On October 11, 2024, Institutional Shareholder Services (ISS) released a new FAQ regarding clawback policies as an update to its United States Executive Compensation Policies, which give insight into, among other things, ISS procedures for determining its say-on-pay (SOP) proposal recommendations. Note that companies without an SOP proxy proposal (e.g., emerging growth companies) should not be impacted by this new ISS guidance.
Procedural significance
ISS FAQs are generally updated annually in November or December for the following year’s proxy season, so this off-cycle addition is noteworthy. This also is the first inclusion of clawback policies in the FAQs relating to the US Executive Compensation Policies.
In short, the new FAQ (which is excerpted in full below) specifies that a clawback policy will not be viewed as “robust” for purposes of ISS’ Executive Compensation Analysis unless it extends beyond Dodd-Frank requirements and applies to all time-vesting awards as well as performance-vesting awards.
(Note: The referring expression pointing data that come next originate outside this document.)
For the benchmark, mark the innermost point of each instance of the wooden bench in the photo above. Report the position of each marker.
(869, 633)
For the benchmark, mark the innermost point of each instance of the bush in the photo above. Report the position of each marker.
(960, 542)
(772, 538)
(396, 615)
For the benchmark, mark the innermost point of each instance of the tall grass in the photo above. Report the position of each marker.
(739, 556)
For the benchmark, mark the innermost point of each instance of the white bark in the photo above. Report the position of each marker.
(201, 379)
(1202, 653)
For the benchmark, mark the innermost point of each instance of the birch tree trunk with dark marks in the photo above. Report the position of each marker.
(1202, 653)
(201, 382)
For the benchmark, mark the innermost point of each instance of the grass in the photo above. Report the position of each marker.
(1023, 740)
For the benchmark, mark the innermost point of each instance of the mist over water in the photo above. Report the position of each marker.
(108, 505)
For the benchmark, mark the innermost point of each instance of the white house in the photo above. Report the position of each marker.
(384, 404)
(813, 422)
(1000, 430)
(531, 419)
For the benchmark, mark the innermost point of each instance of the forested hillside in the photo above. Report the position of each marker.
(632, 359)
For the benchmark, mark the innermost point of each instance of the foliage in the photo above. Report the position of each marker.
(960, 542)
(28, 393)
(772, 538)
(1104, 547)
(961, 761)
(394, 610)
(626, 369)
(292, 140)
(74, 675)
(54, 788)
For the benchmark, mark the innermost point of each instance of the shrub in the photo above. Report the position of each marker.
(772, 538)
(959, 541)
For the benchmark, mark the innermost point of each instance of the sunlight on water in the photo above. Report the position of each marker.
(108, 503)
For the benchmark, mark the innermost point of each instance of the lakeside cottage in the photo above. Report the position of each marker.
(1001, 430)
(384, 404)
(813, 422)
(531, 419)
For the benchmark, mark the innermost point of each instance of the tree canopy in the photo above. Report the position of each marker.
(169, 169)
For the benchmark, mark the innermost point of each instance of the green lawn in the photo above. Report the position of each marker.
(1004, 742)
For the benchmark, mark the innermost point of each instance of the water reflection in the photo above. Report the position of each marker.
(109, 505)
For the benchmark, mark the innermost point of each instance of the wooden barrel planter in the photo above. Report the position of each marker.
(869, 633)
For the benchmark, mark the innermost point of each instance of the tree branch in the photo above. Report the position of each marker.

This is consistent with ISS’ existing position under its Equity Plan Scorecard, where an equity plan will not receive points under the clawback policy metric unless the policy applies to both time- and performance-based awards.
Implications
Many companies do not go beyond the minimum Dodd-Frank requirements. Regardless, it appears that – going forward – a clawback policy that does not apply to time-based awards will be viewed negatively by ISS in determining its SOP vote recommendation, though it is not clear how much weight will be given to this factor. We continue to think that while companies should periodically revisit their clawback policies and take this new ISS position into account as another factor in the overall calculus, the guiding principle should be to ensure that the policy remains appropriate and best serves its purpose in the company’s particular circumstances.
New FAQ 46
What is needed in order for to [sic] ISS to consider a clawback policy “robust,” as displayed in the “Executive Compensation Analysis” section of the research report?
In order to receive credit for a “robust” clawback policy in the “Executive Compensation Analysis” section of the research report, a company’s clawback policy must extend beyond minimum Dodd-Frank requirements and explicitly cover all time-vesting equity awards. A clawback policy that adheres only to minimum Dodd-Frank requirements will not be considered robust, because those requirements generally do not cover all time-vesting equity awards.